А. заулыбался и ничего не ответил.
По радио прозвучал «Интернационал». Кончился день, 12-й час. Сегодня будем спать, не раздеваясь.
Это на малом радиусе… А что делается в Москве? Сердце обливается кровью о тех испытаниях, которые выпали на долю москвичей… Идет решающая битва, и москвичи — ее непосредственные участники. Ужас охватывает от этой мысли… Неужели самое жестокое испытание грозит родине?!!
О будущем лучше не думать… Будущего у нас нет… Но у родины будущее есть!

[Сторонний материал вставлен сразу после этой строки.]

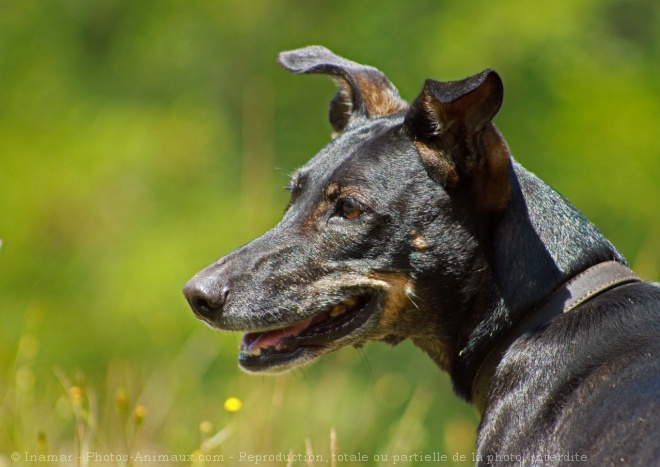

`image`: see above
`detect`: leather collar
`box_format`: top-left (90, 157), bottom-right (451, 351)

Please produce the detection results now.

…Может быть, потому что я директор и сам держусь строго и не вступаю в разговоры по вопросам войны и переживаемых трудностей, я вот несколько дней ни с кем не вел беседы о переживаемых событиях. Сотрудники затаились. Ни С., ни И. Л., ни другие о событиях ни слова…
Большим усилием, но я добился того, что сотрудники снова наладили свою работу. Теперь все сидим в одной комнате — в читальном зале, где поставлена печка. Ее топим всяким хламом, в том числе и макулатурой. Относительно тепло, около 8-ми градусов! Работать можно!
1941. X. 29. Сто тридцатый день… Вечером две тревоги.
Становится все тяжелее в продовольственном отношении. Сегодня обед был весьма скудный. Но об этом скучно писать. Покуда только нехватки, но еще не голод, терпеть можно. Нужно.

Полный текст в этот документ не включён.